Tokenization introduces representational redundancy: under a fixed token vocabulary, every byte string admits many valid token encodings, or segmentations, that decode to the same surface string. However, given a prompt, most language model tokenizers break this representational symmetry by returning a canonical segmentation. Training only on canonical segmentations should influence inference behavior, and there is little reason to expect models to respect segmentation symmetry on downstream tasks. We find that this symmetry partially emerges during training. Here, we probe this emergent symmetry through experiments testing token compositional understanding, representation diversity, and task focused benchmark performance. We primarily use \textbf{retokenization} -- replacing a prompt's canonical tokenization with an alternative segmentation while preserving its bytes exactly. Relative to other prompt perturbations, retokenization is unusually clean because it isolates segmentation effects without changing syntax, semantics or surface form. We use retokenization to study sensitivity and robustness to semantically identical input representations across pretraining and post-training. Moreover, this partial retokenization symmetry suggests a distinct inference-time sampling axis. While temperature sampling generates diverse outputs from the model using its next-token probability distribution, retokenization generates diversity from the model's internal computations through semantically equivalent input representations. We find that while this retokenization sampling strategy can hurt performance on easy problems, it can also recover solutions that conventional sampling does not find. Overall, our work presents retokenization as a simple yet powerful probe of large language models, shedding light on compositional understanding and prompt sensitivity, and offering a novel sampling strategy.

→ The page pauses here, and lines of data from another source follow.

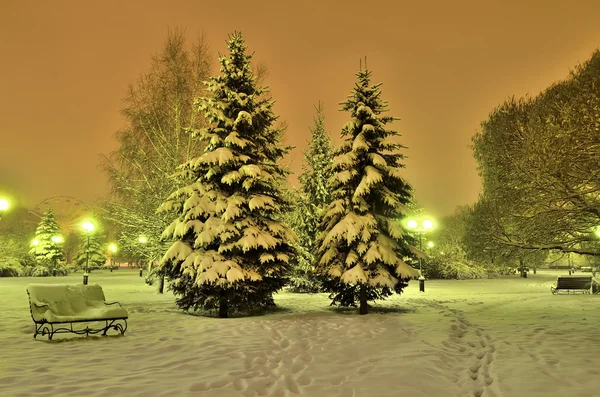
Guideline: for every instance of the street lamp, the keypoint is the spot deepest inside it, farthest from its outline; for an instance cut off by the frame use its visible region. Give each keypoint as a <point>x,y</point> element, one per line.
<point>113,250</point>
<point>3,206</point>
<point>420,227</point>
<point>143,240</point>
<point>88,227</point>
<point>56,240</point>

翻译：分词引入了表征冗余：在固定词表下，每个字节串都存在多种有效的分词编码（即切分方式），这些编码解码后得到相同的表层字符串。然而在给定提示词时，大多数语言模型的分词器通过返回规范切分方式打破了这种表征对称性。仅在规范切分上训练应会影响推理行为，且我们没有理由期待模型在下游任务中保持切分对称性。我们发现这种对称性会在训练过程中部分涌现。本文通过测试单词组合理解、表征多样性和任务导向基准性能等实验，探究了这种涌现对称性。我们主要使用**再分词**技术——在完全保留原始字节的前提下，用替代性切分方式替换提示词的规范分词结果。相较于其他提示扰动方法，再分词具有独特的纯净性，因为它能隔离切分效应而不改变句法、语义或表层形式。我们利用再分词研究模型在预训练和后训练阶段对语义等价输入表征的敏感性和鲁棒性。此外，这种部分再分词对称性揭示了一个独特的推理时采样维度：温度采样通过利用模型的下一个词概率分布生成多样化输出，而再分词则通过语义等价的输入表征从模型内部计算中产生多样性。我们发现这种再分词采样策略虽可能降低简单问题的性能，却能恢复传统采样无法获得的解决方案。总体而言，本研究将再分词呈现为一种简洁而强大的大型语言模型探针，揭示了模型在组合理解和提示敏感性方面的特性，并提供了一种新颖的采样策略。